Produksi gula di Thailand, yang pulih dari kekeringan yang disebabkan El Nino, melonjak 21 persen menjadi 9,92 juta metrik ton di musim ini sampai 8 Maret, kata Thai Sugar Millers Corp. Musim pemrosesan dimulai pada 1 Desember dan kemungkinan akan berlanjut ke awal Mei, kata Warawan Chitaroon, sekretaris jenderal di dewan tebu dan gula. Tahun lalu berakhir pada pertengahan April.

Pasokan Thailand
Thailand  akan menghasilkan 12,6 juta ton musim ini, menurut perkiraan rata-rata dalam survei Bloomberg, yang melihat tanggapan bervariasi dari 12 juta sampai 13,6 juta ton. Output mungkin akan naik setidaknya 26 persen menjadi lebih dari 13 juta ton, jauh di atas rekor sebelumnya 11,7 juta ton pada 2013-14, kata Virgini TRS.

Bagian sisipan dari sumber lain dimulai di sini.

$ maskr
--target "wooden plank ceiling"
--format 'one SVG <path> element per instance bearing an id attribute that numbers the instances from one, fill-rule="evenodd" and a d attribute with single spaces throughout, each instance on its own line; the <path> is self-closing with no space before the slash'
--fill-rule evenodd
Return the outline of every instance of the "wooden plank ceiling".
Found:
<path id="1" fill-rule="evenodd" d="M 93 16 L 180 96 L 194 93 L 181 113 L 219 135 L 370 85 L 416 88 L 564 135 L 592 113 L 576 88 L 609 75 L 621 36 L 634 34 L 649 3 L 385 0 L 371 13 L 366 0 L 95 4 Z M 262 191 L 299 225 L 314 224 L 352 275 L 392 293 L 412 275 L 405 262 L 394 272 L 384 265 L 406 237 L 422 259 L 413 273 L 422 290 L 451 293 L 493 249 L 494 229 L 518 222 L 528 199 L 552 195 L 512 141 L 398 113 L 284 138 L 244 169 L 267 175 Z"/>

Cuaca yang kondusif telah meningkatkan hasil panen, terutama di wilayah utara dan timur laut, kata Piromsak Sasunee, chief executive officer Thai Sugar Trading Corp., eksportir utama negara ini. Petani telah beralih dari tanaman seperti padi sebagai tebu lebih menguntungkan, menurut Organisasi Gula Internasional di London. Pemerintah Thailand juga telah menyetujui investasi baru di sektor ini dalam beberapa tahun terakhir, katanya.

“Saya sangat curiga bahwa orang meremehkan lahan tebu,” kata Stephen Geldart, seorang analis senior di Czarnikow Group di London. “Kami tahu ini telah meningkat dalam beberapa tahun terakhir karena tebu mengambil daerah dari beras dan tapioka. Pada 2015-16 dan 2016-17, cuaca kering mempengaruhi perkembangan tebu, tapi itu tidak terjadi tahun ini, jadi kami punya banyak tebu. ”

Penjualan gula baru-baru ini oleh pemerintah Thailand mungkin juga berarti pabrik penggilingan akan mulai melakukan lindung nilai terhadap produksi mereka terhadap jatah bulan Juli, kata John Stansfield, seorang analis London Group Soex yang berbasis di London. Pabrik biasanya menunggu penjualan untuk harga gula mereka sebagai biaya tebu didasarkan pada itu.

“Tebu adalah tanaman dan panen paling menarik per hektar merespons varietas unggul yang lebih tinggi,” kata Stansfield. “Poin utamanya adalah bahwa areal yang diperluas menjamin panen besar pada tahun 2018-19 juga.”